Monday, March 12, 2007

Hey Jack, remember me?

Dear Jack,

I've written this letter countless times over the past several weeks. I don't know how else to say it but... damn I swore I wasn't going to cry- Jack, it's over between us.

I've been your trusty manpurse for a few years now. We've saved this great country together, in case you've forgotten. I was there when you had to fake your death and leave your whole life behind. I was there when you came back out of hiding and blew up those terrorists at the airport. I was there when you clutched sweet Tony to your breast and watched him die. I was there when you got revenge on Henderson, ontop of that Russian submarine. But it wasn't all business, was it? We had some laughs too. Remember when you screwed with that diplomatic plane's avionics by pulling on those tension chords? Dude, you're a wildman!
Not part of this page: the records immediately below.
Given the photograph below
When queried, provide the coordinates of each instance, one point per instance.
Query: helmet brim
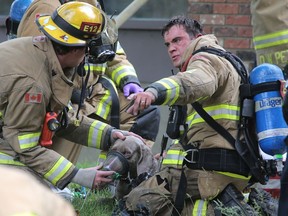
(52, 31)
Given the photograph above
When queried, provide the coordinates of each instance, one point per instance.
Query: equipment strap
(115, 109)
(180, 196)
(249, 90)
(216, 159)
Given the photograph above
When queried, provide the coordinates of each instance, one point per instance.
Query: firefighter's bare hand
(101, 178)
(141, 101)
(121, 134)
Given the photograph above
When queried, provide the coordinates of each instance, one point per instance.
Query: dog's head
(139, 156)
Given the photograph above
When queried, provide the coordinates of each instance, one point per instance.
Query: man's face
(176, 40)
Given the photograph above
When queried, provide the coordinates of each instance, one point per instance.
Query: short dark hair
(192, 27)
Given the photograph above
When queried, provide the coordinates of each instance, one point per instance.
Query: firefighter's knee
(231, 199)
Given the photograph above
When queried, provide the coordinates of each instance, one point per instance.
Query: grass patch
(98, 203)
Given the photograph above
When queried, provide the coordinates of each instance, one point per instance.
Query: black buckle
(193, 154)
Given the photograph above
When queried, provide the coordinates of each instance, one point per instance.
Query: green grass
(96, 203)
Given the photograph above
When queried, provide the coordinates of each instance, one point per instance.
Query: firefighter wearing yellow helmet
(66, 27)
(35, 82)
(106, 102)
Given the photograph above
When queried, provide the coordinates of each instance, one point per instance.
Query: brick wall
(230, 21)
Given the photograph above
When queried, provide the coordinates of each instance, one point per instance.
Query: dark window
(5, 7)
(155, 9)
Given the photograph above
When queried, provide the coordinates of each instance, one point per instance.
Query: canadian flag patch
(33, 98)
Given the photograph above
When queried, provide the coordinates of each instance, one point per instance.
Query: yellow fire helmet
(73, 23)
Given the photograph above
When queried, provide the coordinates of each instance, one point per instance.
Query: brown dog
(140, 159)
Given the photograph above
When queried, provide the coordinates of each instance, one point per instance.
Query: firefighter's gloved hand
(121, 134)
(131, 88)
(141, 101)
(93, 178)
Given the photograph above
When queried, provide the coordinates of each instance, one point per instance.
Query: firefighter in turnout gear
(201, 165)
(35, 79)
(108, 86)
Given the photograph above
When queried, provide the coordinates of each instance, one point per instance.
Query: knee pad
(231, 197)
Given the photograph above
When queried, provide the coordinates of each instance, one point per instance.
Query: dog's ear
(147, 162)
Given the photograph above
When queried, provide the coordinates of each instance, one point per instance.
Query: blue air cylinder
(270, 124)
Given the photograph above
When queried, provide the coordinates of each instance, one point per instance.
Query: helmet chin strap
(63, 1)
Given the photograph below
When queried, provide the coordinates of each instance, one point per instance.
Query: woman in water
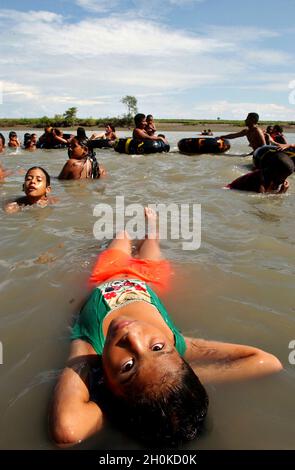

But it's been almost 13 hours since you've been back in the States and you haven't so much as looked at me. I'm The Jack Sack for crissake! Without you I'm just like every other olive-colored canvas messenger bag that anyone can buy (by clicking the convenient link on the righthand side of this wonderous blog!). The other sacks know something's up. They ask me "Hey, have you talked to Jack lately?" Or "Where's Jack been, have you two broken up?" I'm sure your friends don't ask about me... I know they never liked me let alone noticed my presence! It's one thing if you just manned-up and told me we were finished. But to wait here, in your locker at CTU... I don't deserve to be ignored.

I didn't want things to end this way, but you've given me no choice. Don't bother writing or calling, I'm leaving later today on the next Greyhound to West Virginia, where a nice crime reporter told me he's got a place for me in his home. Be good, Jack. You've always managed to find a way to do your job. I thought we could have had one last adventure together, but I'll just have to rely on some fond memories to guide me through this miserable journey called life.

-The Sack Formerly Owned By Jack


Unregistered Coward said...

Tension cords? What a sad sack you are.

Maybe flight control cables.

The Jack Sack said...

But these cables are tense, no? The situation was most certainly so at the time. I'm sticking with "tension chords!" ;)

steveegg said...

I hereby predict you and Jack will be reunited in the next 2 hours.

Anonymous said...

Theres been no sign as yet..and with Aaron showing up and doing the whole bondage thing with martha and handcuffs, there may be no need for it.

Aaron can handle it all by his little self..

The crime reporter from WV

TheJackSack said...

The Jack Sack is inconsolable. Lawrence promises to take The Jack Sack in if Jack doesn't come around in time. These abandoned sacks need good homes!

The Aaron/Martha relationship bugs me. Aaron really ought to know better than to mix it up with that dizzy broad.

Unregistered Coward said...

But these cables are tense, no? The situation was most certainly so at the time. I'm sticking with "tension chords!"

Flight control cables are taut. Tension chords would be something a frustrated musician might produces. Tension Sheets would be what you'd find on Red Dwarf

Anonymous said...

don't cry jack sack..jack has dumped so many more before you! he's just distracted...he's been just watch..he's gonna reach out for you and find you not there and realize his mistake! He'll beg to have you back, i know it, so just hang in there. But, if it is true, and Jack has ~sob~ moved on, I have a lovely Glock that needs a warm place to hang out, maybe we can consider you?